I have been doing a few tool reviews on this blog previously. This post can be seen as a sort of a tool review as well – although the main point is in reviewing approaches to marketing the tools rather than the tools themselves. After all, a tool is only worth as much as your creative approach to using it.

Recently, some people have been pitching a certain piece of software called G Sneak. Sure somebody is pitching something every day – but because I was interested in what’s going on in the tools market I thought I’d check it out. Now, their sales page is all hype and gives you no info whatsoever of what it is, or what it does, or what principle it uses. Just the hype. OK I thought, since they mention a moneyback guarantee what do I have to lose – and bought it.

I regretted it immediately.

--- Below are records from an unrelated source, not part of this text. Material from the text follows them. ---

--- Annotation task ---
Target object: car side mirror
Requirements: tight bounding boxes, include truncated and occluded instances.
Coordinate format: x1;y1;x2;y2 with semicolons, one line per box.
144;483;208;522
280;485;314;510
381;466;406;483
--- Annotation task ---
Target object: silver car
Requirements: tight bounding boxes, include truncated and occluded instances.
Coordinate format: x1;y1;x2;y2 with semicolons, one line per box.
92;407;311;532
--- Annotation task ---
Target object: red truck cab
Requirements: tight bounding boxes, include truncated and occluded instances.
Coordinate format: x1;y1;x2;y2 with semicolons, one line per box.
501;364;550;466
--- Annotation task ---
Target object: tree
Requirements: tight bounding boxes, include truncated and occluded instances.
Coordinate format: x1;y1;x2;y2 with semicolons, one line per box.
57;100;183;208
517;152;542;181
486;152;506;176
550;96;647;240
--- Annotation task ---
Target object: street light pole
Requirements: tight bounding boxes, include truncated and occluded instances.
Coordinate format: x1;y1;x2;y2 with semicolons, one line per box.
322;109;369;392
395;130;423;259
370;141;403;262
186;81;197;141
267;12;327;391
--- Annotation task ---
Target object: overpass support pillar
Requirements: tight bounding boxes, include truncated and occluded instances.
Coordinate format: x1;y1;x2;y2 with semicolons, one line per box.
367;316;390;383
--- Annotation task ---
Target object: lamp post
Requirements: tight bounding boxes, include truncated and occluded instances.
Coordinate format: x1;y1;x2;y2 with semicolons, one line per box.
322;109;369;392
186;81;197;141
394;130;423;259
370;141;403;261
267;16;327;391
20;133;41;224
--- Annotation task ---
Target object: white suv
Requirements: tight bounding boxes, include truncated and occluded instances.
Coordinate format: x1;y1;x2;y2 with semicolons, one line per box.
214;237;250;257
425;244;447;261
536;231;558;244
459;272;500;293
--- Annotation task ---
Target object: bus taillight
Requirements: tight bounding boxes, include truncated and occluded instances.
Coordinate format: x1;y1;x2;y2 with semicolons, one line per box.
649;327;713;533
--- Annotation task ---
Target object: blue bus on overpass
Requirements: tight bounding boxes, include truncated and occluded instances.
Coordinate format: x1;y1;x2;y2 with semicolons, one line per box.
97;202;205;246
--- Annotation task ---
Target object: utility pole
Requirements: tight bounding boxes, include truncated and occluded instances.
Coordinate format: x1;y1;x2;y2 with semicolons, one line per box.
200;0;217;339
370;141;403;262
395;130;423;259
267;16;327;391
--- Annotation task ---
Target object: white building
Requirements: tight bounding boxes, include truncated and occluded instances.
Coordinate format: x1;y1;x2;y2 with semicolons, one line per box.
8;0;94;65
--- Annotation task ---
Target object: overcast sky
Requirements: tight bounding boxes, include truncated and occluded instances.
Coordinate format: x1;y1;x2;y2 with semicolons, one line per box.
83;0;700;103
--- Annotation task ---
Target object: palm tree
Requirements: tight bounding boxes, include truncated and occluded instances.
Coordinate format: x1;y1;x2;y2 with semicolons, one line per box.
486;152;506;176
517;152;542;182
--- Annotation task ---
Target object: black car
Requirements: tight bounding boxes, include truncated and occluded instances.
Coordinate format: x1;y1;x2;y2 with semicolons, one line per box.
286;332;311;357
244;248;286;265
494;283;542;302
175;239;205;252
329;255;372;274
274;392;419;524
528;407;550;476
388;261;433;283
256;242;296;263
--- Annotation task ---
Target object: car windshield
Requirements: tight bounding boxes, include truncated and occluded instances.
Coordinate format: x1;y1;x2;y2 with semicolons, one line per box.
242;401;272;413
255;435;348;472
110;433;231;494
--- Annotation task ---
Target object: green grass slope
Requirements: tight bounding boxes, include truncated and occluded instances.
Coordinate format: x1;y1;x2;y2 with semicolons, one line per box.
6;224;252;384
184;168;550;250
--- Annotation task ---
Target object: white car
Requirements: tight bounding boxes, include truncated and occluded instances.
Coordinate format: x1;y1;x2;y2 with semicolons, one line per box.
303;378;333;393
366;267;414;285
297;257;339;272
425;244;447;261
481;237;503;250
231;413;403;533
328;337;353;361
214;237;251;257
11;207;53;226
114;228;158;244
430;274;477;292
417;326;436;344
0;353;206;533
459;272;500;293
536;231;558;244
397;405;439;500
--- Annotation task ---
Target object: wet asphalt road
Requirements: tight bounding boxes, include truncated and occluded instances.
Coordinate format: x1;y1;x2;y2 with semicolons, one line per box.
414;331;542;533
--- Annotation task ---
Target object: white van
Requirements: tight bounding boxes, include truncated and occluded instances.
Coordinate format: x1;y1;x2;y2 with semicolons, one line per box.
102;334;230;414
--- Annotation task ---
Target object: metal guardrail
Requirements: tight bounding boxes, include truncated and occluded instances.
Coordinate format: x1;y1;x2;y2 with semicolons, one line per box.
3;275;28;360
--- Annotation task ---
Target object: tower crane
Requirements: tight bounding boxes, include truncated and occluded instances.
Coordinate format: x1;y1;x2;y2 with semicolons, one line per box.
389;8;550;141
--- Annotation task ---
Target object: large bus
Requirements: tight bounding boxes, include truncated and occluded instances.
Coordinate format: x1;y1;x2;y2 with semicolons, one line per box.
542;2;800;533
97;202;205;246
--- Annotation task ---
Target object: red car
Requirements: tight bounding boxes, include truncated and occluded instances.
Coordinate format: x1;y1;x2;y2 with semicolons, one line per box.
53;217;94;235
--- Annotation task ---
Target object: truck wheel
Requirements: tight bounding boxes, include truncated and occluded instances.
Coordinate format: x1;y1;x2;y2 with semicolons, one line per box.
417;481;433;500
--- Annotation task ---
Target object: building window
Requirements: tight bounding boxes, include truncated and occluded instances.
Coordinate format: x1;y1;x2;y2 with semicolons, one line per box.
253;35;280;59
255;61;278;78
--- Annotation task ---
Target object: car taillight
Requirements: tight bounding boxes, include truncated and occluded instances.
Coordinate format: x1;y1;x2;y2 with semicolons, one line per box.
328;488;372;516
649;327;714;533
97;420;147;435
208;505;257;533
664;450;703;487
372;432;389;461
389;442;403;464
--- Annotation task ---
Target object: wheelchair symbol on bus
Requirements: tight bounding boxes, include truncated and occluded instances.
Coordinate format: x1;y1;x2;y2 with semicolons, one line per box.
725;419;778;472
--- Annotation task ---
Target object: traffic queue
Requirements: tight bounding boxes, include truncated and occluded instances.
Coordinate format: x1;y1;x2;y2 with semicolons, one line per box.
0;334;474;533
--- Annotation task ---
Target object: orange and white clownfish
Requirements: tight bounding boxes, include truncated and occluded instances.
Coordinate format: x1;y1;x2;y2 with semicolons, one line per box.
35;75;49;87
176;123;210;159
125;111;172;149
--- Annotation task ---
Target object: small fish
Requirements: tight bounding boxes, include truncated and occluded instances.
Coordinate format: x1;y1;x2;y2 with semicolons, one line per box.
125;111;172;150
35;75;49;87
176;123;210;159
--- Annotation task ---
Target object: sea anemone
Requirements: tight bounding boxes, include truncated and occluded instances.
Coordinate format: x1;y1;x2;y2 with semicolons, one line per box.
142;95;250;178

All their system is, is a control panel for a bunch of blogs should you wish to create them, where you enter all your details manually each time you make a blog, plus a few small additions such as a utility for sending the posts over to the blogs and the like. Before you buy they try 50 times to push down your throat bigger plans, or additional software from other vendors, etc. Their member area is loaded with very very basic newbie guides (such as how to buy a domain) and tons of ads of other tools/ebooks/make money online systems. Very lame. I could probably post a trick letting you buy their stuff for $29 instead of $37 but I do not advise buying it at all as it does virtually nothing you wouldn’t be able to do without it. Good thing they sell via Clickbank which facilitates the process of getting a refund.

On the other hand, there is SENuke. Same kind of a long long sales page – but you got everything you would want to see: screenshots, functionality description, videos showing the tool in action… Yet, the page is simple enough for a newbie to understand, too. Does it sell? – you bet it does. Does it deliver? – totally! You know what you will find inside, you know why you want this tool, and you know what to expect from it. Moreover, you even get to download a free trial version. (BTW I can’t wait to see the new version come out)

Again, the effectiveness of any tool depends on how you use it (don’t be a dumb spammer, in other words). But generally, a tool claiming to cover all the ins and outs of your online money making process should (1) have a sales page explaining how it is going to do that and (2) probably cost a bit more than $20-30 one-time fee.

Disclaimer: this post has no affiliate links although it probably should.